Content warning: This film includes multiple depictions of suicide.
Nocturne is about a prestigious performing arts high school at which a pair of fraternal twins attend. Juliet, the ambitious, but more anxious of the two is having trouble getting noticed. Her sister, Vivian, has the friends, the boyfriend, the spot at Juilliard, and because of the top student Moira's, suicide, a spotlight performance at the senior showcase. Yet, when Juliet discovers Moira's notebook and plays the song within, things begin to go her way. Lots of happy accidents occur, but they start to mirror the strange drawings in the notebook and make Juliet suspicious about what the missing sixth drawing is supposed to be. The film stars Sydney Sweeney, Madison Iseman, Jacques Colimon, JoNell Kennedy, Rodney To, John Rothman, Ivan Shaw, Brandon Keener, and Julie Benz. The film is written and directed by Zu Quirke. The film is streaming as part of the Welcome to the Blumhouse series, exclusively on Amazon Prime.
This is what I was expecting from all of the films in this series. I was expecting a spine tinglingly scary psychological trip. And what a trip it is, especially with the strange and uncomfortable opening scene. I appreciate when a director doesn't go for the sensationalism of a suicide. Director Zu Quirke gives us the appropriate visual language and then moves on. What's intriguing is how many things are seeded in that opening scene that come back later.
Zu Quirke gives an excellent blueprint for the mystery of Nocturne. She has the exquisite method of foreshadowing in the production design, coordinated masterfully by Cecil Gentry and set decorator Corey Stram. Quirke's storytelling requires the right mood and everything in these spaces conveys an incredible emotion. She's an excellent spatial storyteller.
Not only that, but the scenes are built with an eye toward the internal workings of Juliet. Quirke and cinematographer Carmen Cabana have created some visually striking and arresting photography. There's this incredible slow motion scene as a dance troupe does their routine and the camera pushes in. It goes beyond them to show Vivian and boyfriend, Max, talking and laughing, but the camera doesn't stop there. It pushes beyond them and shows Juliet, alone, unable to see the performance, but only watching the body language of Max and Vivian. The film is full of dynamic and gorgeous compositions like that one.
I found the sibling relationship a little hard to believe, though. Most of the twins I know have a closer, more instinctual bond with one another. That's not to say they can't have a healthy sibling rivalry as depicted here, but I think the story over all would have made more sense if there were like ten months between their ages where there could have been a rivalry that could get nasty.
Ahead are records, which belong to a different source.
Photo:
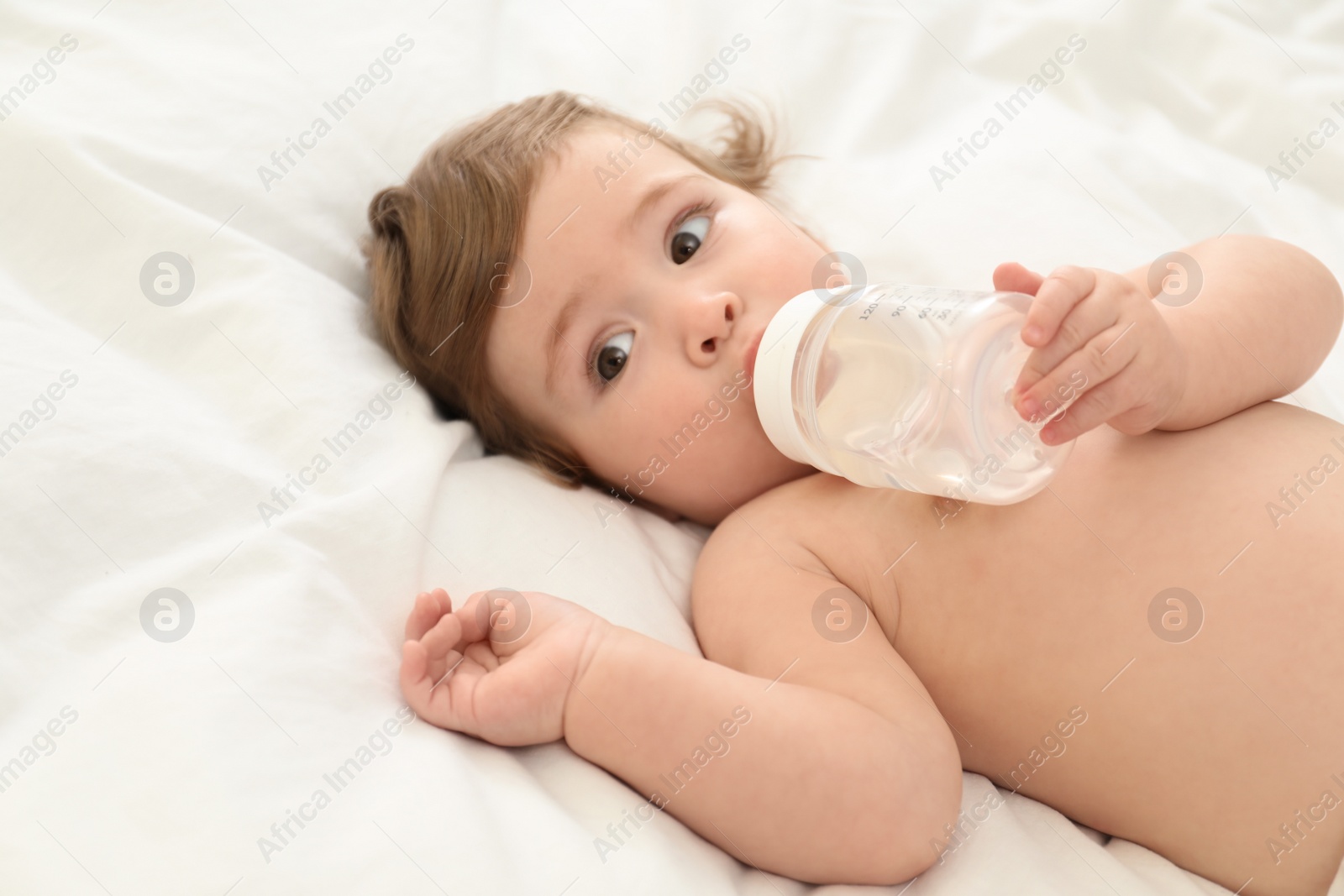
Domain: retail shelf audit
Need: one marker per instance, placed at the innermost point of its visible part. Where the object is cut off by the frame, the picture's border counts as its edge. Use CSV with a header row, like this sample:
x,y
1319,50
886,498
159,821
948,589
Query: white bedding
x,y
175,759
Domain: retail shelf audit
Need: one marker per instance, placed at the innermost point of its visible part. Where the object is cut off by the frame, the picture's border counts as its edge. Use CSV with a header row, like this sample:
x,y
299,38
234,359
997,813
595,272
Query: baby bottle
x,y
905,387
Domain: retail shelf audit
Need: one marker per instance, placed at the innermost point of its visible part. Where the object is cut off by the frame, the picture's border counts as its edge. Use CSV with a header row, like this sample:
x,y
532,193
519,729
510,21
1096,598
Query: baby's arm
x,y
812,785
835,770
1260,324
1263,322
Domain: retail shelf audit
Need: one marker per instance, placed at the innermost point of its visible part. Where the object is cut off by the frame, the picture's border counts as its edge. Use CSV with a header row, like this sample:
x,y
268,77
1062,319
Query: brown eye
x,y
612,356
689,237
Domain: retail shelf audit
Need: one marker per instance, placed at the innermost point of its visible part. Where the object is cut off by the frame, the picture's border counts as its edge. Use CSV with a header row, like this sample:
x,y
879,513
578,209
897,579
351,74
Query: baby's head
x,y
643,266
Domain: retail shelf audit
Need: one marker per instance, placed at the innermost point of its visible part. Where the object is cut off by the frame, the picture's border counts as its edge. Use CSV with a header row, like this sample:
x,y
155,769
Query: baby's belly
x,y
1155,645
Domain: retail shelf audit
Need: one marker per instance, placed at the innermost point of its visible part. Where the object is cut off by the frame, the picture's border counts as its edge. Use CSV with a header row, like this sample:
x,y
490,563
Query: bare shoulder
x,y
765,604
759,540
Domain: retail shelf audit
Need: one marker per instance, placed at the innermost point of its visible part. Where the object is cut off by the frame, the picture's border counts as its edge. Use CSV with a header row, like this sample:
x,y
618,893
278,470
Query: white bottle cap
x,y
773,375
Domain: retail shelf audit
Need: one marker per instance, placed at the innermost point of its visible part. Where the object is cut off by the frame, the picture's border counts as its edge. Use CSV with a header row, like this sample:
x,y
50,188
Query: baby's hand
x,y
1097,333
501,667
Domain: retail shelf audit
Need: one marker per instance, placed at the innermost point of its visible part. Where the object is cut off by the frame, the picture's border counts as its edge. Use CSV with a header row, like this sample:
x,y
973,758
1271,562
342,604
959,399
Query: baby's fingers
x,y
1055,297
423,687
427,611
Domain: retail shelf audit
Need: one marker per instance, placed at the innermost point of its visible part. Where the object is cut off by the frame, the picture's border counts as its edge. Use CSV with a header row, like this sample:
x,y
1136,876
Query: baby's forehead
x,y
608,152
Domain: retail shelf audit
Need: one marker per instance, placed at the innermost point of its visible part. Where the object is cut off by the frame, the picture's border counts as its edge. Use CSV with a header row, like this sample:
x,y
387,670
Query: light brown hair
x,y
443,239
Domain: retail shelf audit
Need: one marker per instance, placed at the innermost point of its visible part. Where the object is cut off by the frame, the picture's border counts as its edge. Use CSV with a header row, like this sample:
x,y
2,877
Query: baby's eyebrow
x,y
558,327
656,192
568,309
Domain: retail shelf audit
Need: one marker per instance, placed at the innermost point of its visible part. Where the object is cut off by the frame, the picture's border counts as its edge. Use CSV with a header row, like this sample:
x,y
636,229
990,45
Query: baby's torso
x,y
1153,645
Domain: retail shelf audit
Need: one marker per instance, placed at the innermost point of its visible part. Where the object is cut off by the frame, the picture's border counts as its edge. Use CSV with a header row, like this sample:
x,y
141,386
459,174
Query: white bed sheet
x,y
175,759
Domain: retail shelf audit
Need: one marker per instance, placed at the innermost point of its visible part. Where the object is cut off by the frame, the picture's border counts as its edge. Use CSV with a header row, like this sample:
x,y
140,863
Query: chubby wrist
x,y
596,661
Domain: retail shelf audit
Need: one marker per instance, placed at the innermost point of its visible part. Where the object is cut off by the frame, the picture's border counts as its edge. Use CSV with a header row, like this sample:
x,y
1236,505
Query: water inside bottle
x,y
902,399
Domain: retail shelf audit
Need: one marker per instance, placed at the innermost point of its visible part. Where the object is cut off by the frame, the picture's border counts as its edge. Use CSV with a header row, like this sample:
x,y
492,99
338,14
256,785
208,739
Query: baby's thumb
x,y
1012,277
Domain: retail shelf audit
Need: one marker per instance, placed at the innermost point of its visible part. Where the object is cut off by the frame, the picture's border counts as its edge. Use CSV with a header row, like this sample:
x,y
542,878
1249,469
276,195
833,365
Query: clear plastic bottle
x,y
906,387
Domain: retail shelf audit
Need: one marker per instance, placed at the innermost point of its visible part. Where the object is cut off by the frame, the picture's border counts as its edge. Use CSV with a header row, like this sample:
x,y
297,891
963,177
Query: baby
x,y
1151,645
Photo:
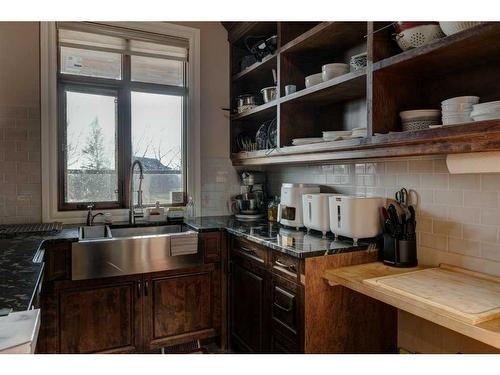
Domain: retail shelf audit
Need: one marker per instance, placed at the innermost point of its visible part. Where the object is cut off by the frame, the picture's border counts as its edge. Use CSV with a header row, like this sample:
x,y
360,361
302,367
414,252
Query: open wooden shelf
x,y
263,111
471,137
465,49
263,67
345,87
466,63
327,35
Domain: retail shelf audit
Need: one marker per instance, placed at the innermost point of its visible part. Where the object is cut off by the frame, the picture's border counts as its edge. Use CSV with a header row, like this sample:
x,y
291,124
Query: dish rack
x,y
11,229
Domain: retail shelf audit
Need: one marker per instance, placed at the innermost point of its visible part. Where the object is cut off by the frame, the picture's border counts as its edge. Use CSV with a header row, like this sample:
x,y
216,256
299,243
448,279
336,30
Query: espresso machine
x,y
250,204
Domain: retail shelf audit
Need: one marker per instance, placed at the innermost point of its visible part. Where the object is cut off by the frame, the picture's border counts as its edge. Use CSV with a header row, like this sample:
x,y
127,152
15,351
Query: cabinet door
x,y
248,309
100,319
210,245
178,308
286,315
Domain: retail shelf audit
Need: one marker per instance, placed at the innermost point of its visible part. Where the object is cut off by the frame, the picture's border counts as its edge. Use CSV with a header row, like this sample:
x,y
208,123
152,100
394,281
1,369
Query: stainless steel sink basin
x,y
144,231
106,252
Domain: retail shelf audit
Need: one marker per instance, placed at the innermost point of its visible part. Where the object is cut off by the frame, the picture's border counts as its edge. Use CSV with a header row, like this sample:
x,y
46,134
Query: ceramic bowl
x,y
330,71
313,79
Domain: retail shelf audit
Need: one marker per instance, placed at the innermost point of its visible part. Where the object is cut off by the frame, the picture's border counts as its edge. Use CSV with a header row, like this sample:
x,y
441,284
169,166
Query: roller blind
x,y
98,37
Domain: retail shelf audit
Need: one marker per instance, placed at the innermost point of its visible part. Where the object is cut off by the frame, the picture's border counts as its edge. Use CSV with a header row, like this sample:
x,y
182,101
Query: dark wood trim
x,y
473,137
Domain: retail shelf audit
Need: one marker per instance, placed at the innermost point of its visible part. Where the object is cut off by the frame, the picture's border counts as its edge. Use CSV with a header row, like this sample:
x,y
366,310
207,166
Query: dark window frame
x,y
123,88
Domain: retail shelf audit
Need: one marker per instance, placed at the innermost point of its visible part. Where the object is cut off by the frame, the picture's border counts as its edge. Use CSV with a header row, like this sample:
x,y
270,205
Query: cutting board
x,y
466,295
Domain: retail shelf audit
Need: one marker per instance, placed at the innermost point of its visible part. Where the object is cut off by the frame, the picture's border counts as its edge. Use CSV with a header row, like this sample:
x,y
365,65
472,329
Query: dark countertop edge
x,y
294,253
37,283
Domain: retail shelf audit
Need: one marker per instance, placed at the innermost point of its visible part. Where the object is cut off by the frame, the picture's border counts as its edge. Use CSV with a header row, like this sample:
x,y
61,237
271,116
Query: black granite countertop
x,y
299,244
19,273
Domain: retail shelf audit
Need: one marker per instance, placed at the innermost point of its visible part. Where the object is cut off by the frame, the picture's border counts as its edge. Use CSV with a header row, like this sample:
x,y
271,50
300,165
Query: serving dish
x,y
330,71
313,79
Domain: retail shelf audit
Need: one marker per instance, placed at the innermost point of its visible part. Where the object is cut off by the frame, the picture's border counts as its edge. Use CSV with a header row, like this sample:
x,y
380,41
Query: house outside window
x,y
122,96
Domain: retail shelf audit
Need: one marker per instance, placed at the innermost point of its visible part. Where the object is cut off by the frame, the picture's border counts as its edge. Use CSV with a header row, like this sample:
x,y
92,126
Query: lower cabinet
x,y
100,319
248,309
138,314
265,309
178,307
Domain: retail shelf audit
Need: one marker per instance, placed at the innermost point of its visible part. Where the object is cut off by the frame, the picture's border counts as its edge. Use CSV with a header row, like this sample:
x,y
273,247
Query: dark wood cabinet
x,y
248,308
178,306
137,313
282,304
103,319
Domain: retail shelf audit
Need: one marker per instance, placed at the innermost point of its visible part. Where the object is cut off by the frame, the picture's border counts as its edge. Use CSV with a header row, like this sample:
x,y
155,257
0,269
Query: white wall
x,y
219,180
20,186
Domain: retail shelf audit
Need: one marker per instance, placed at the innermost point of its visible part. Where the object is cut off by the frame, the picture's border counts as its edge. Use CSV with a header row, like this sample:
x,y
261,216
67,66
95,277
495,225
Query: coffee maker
x,y
250,204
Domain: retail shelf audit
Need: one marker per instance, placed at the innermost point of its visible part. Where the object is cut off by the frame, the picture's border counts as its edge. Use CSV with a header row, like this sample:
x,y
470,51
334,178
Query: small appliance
x,y
290,208
250,204
355,217
316,213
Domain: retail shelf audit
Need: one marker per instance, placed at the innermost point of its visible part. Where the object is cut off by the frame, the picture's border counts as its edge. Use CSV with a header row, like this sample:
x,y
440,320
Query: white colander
x,y
418,36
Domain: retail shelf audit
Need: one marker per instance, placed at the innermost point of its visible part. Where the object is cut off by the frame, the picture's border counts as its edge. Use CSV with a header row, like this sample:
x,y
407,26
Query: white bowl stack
x,y
458,110
419,119
486,111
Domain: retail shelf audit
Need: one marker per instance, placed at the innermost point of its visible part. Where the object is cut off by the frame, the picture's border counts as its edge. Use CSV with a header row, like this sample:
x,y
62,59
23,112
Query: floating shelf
x,y
471,137
327,35
345,87
455,52
263,67
263,111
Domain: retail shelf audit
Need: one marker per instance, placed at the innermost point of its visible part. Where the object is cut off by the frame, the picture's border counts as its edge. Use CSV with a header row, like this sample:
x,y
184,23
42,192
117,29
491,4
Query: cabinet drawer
x,y
285,266
282,345
210,245
250,251
285,305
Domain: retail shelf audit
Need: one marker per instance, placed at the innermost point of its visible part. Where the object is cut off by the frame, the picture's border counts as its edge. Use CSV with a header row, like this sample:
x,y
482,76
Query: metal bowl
x,y
268,94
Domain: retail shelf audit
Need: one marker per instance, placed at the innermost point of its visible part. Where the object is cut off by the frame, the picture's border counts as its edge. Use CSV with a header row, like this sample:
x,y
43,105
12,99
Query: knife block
x,y
399,253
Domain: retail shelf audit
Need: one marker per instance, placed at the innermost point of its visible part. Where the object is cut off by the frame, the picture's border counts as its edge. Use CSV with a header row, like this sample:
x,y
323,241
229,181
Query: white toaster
x,y
315,212
355,217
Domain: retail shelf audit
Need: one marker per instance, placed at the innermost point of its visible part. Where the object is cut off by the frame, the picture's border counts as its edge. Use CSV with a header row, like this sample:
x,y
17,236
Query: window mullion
x,y
125,134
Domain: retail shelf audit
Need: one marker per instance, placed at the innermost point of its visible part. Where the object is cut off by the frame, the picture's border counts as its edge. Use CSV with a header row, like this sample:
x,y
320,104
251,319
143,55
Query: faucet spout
x,y
132,213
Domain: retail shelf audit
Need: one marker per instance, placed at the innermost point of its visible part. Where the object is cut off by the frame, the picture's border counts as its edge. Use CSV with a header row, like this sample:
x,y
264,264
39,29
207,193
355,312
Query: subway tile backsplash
x,y
20,185
456,214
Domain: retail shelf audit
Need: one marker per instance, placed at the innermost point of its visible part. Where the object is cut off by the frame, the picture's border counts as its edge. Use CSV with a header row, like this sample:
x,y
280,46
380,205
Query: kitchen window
x,y
122,96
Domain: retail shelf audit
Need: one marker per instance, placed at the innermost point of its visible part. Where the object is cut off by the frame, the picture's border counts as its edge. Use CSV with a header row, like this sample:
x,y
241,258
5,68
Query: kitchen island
x,y
362,279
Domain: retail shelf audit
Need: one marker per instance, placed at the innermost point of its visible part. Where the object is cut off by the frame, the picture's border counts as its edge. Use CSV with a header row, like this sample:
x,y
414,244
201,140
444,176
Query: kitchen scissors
x,y
402,199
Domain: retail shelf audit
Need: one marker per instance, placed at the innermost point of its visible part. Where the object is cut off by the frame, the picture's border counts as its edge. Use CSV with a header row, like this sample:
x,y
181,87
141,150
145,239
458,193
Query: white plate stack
x,y
419,119
458,110
486,111
336,134
360,132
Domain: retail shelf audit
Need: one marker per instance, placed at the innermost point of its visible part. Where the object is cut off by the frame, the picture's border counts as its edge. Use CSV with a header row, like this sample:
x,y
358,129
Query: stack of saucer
x,y
486,111
458,110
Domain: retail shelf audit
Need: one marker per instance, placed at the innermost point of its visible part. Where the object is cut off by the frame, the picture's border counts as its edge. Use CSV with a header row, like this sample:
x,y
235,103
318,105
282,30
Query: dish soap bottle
x,y
190,208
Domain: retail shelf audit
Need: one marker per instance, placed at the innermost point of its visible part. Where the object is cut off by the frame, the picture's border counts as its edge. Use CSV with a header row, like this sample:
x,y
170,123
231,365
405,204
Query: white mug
x,y
290,89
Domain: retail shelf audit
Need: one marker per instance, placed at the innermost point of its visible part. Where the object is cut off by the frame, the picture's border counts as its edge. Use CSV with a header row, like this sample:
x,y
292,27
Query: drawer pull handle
x,y
139,289
285,309
285,266
247,250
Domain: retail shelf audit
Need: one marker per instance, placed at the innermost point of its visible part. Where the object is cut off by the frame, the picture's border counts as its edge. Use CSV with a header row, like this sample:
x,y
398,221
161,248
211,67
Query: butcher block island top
x,y
461,300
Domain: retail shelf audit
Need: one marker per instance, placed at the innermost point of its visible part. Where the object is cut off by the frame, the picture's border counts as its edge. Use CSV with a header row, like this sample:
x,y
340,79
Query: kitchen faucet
x,y
132,214
90,217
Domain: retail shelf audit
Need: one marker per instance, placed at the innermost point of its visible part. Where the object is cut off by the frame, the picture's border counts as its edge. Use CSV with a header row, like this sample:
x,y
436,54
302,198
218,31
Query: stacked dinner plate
x,y
486,111
458,110
359,132
419,119
336,135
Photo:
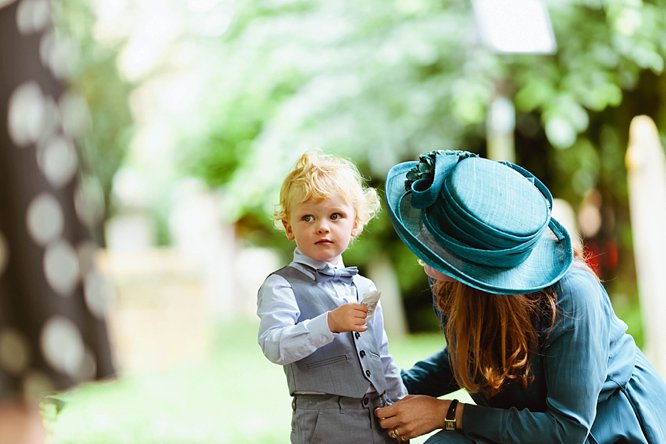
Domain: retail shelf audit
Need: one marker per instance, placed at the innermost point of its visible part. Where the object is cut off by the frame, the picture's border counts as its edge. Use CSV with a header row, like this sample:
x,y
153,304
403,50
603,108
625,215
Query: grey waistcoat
x,y
348,365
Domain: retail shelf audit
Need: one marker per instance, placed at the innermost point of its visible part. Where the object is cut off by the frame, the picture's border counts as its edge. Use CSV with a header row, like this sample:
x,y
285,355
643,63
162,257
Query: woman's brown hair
x,y
492,337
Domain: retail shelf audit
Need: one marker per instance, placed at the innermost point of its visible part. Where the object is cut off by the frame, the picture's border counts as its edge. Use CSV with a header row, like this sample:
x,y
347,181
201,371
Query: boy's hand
x,y
348,317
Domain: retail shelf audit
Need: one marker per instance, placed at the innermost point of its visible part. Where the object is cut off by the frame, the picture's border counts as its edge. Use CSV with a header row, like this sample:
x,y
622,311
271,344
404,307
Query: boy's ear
x,y
287,229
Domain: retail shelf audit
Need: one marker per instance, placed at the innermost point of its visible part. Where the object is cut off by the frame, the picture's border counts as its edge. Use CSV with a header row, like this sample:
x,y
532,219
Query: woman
x,y
52,331
530,331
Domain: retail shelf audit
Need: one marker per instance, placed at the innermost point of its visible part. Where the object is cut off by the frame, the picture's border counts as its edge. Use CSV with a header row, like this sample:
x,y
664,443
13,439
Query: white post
x,y
646,167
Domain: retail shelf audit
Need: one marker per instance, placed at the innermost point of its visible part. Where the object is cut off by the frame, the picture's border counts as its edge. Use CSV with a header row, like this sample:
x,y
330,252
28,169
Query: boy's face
x,y
322,228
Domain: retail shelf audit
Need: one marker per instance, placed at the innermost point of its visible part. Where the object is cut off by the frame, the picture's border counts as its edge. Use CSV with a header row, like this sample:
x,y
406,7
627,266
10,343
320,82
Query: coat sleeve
x,y
575,366
431,376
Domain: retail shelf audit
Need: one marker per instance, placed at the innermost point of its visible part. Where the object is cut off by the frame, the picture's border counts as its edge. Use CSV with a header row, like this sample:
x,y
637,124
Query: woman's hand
x,y
413,415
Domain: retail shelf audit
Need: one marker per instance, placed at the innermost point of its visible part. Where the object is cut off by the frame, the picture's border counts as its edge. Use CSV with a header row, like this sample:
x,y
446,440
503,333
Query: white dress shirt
x,y
284,341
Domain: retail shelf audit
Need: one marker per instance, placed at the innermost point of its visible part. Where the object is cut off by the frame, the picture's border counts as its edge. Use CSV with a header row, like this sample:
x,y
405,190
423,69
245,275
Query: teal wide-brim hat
x,y
485,223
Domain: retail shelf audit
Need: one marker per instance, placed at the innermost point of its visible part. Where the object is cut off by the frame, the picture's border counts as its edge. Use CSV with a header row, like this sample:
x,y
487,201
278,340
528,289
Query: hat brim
x,y
546,264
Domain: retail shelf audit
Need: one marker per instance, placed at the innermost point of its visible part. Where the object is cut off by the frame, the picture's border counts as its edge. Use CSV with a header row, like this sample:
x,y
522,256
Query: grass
x,y
236,396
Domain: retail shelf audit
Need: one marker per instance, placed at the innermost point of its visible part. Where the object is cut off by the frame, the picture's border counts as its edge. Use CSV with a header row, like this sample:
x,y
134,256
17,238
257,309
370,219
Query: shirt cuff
x,y
320,334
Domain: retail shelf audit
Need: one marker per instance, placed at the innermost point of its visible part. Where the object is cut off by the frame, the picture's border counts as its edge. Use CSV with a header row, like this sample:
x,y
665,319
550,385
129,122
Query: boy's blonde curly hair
x,y
318,176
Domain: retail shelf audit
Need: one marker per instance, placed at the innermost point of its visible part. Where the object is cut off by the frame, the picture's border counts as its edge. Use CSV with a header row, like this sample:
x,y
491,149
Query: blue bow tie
x,y
329,273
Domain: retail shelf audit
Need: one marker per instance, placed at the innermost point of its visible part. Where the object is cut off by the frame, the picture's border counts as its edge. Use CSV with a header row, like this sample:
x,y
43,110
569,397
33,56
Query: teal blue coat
x,y
592,383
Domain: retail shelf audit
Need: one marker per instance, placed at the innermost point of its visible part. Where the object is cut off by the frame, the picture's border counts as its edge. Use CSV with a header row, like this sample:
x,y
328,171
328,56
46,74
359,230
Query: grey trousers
x,y
330,419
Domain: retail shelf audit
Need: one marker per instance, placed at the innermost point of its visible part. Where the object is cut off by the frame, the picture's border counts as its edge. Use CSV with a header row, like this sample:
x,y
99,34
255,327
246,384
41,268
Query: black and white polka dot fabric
x,y
52,328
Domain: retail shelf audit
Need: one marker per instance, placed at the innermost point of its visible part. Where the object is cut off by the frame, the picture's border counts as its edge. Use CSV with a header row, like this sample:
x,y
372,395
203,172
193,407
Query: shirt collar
x,y
303,259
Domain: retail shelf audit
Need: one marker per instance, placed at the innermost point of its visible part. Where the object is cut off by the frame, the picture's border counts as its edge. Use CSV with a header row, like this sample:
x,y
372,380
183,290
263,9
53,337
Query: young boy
x,y
313,323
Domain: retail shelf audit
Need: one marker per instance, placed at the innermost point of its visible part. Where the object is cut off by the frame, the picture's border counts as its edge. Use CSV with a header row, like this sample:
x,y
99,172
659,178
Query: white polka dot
x,y
36,385
75,114
61,267
62,345
45,219
14,351
33,16
26,114
95,292
4,254
58,161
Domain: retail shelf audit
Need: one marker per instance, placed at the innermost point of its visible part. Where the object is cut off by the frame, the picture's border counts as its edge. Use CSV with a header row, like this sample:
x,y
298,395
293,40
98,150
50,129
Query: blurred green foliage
x,y
94,75
380,82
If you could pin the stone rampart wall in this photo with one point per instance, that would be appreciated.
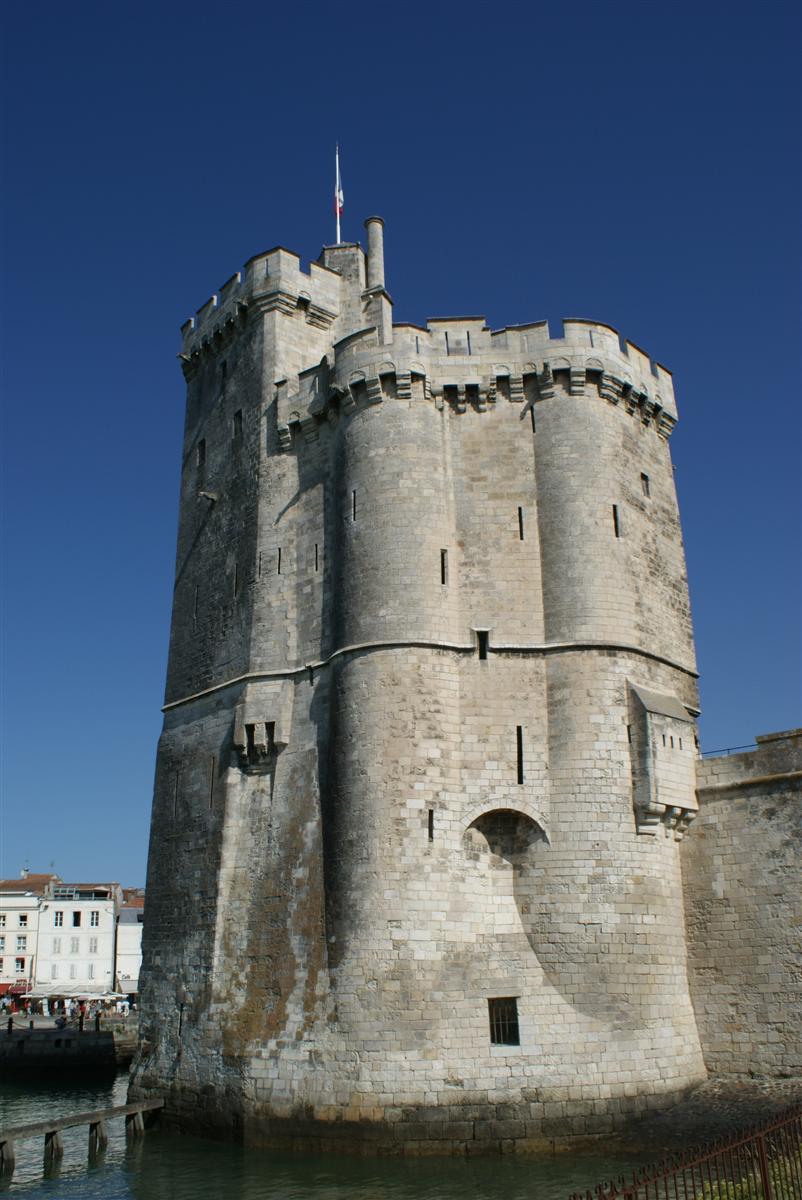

I also may be a little more bummed because the film didn't engage in any twinsploitation with the occult nature of the horror. I like supernatural elements, they're the most frightening for me and it would have been even more so if the sisters had some kind of psychic link. In someways I like that the entity, spirit, or demon is never officially named or taking a physical form. I like that someone could try and explain it all away just to undermine the character's confidence that what they're experiencing is real and with a closer connection between the sisters it wouldn't have worked out as well.
I love Sydney Sweeney's performance. She has one of those innocent, kind of cherubic faces and to watch her be able to switch back and forth between the innocent and the sinful is excellent. She does a great duality with the times at which she's possessed by the need to be the best. I loved watching her slip deeper and deeper into madness and craving. She is one to keep on the look out for.
I really liked Nocturne a lot. There are no jump scares, but definite arm chair gripping creepiness that will make you want to inch away from the tube. The film has an excellent balance of high school drama with supernatural horror. I recommend you check it out and I look forward to what Zu Quirke has up her sleeve in the future.